We measured the levels of MMP and TIMP in plasma because the levels in serum do not reliably reflect the circulating levels of these biomarkers (Gerlach et al. 2007
). With the centrifugal speed we used, the plasma produced cannot be defined as platelet-poor plasma as some platelets may have been left in the samples when analyzed for MMPs and TIMPs. These platelets may have released some of the MMP-9 detected. All the samples were treated in the same way; thus, it is unlikely that the centrifugation would have had an effect on the difference in MMP-9 levels detected between groups.
The strengths of the present study are the inclusion and exclusion criteria, the matched controls, and the fact that we divided the tears into partial-thickness and full-thickness tears, which adds more information compared to other studies.
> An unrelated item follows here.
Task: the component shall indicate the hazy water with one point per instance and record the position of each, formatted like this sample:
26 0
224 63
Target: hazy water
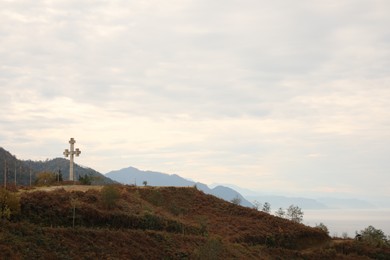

Despite the fact that asymptomatic conditions may have affected tendons and connective tissues, the risk of this was equal for both groups. With strict exclusion criteria, we reduced this risk as far as possible and the only difference identified between the groups was the rotator cuff tears in the patient group.
One limitation of the study is that no samples from the subacromial tissue were taken to correlate the local levels of MMP and TIMP with circulating levels. However, only 6 of the patients with cuff tears underwent surgery, and surgical exploration would not have been justifiable for ethical reasons in the patients who were treated nonoperatively.
This study shows that alterations in the MMP and TIMP system may be measured systemically in patients with rotator cuff tears, and this knowledge may help in future development of diagnostic and prognostic disease markers. Further knowledge about the relationship between these potent enzymes and rotator cuff degeneration may also be valuable for potential biological modulation of the system.